Alinda of the Loch
- First edition cover
- Author: Oonagh Jane Pope and Julie Ann Brown

= Alinda of the Loch =

2009 novel by Oonagh Jane Pope and Julie Ann Brown

Alinda of the Loch is a children's fantasy novel written by Oonagh Jane Pope and Julie Ann Brown. The story is a fairy tale about the daughter of Sleeping Beauty, named Alinda. The result of a collaboration between a British primary school teacher and an American college professor, the novel was published by Across the Pond Publishing in 2009.

==Plot summary==
Alinda experiences a similar curse to the one cast on her mother; However, in this tale, the Shadow Fairy curses Alinda with a 500-year deep sleep.
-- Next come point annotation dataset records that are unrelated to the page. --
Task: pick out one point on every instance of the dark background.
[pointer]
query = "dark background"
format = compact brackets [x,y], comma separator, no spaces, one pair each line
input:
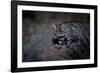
[38,31]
On her eighteenth birthday, Alinda falls asleep, and knowing that they will not be around when she is awakened, the King and Queen find a secure resting place for her and employ a young dragon named Nessie to keep watch of her for those five hundred years.

The story takes an unsuspecting turn when Alinda wakes up staring out of her glass topped bed to a young man named Grant. From this point, Alinda is introduced to an unfamiliar modern world with airplanes, cars, rock music and very different clothing styles.

==Setting==
Alinda of the Loch is set in Inverness in the Scottish Highlands, and the young dragon employed by Queen Aurora and King Colin to safeguard their young daughter is suspected to be the Loch Ness monster. Alinda of the Loch offers a unique approach to the story of Sleeping Beauty and the legend of the Loch Ness Monster.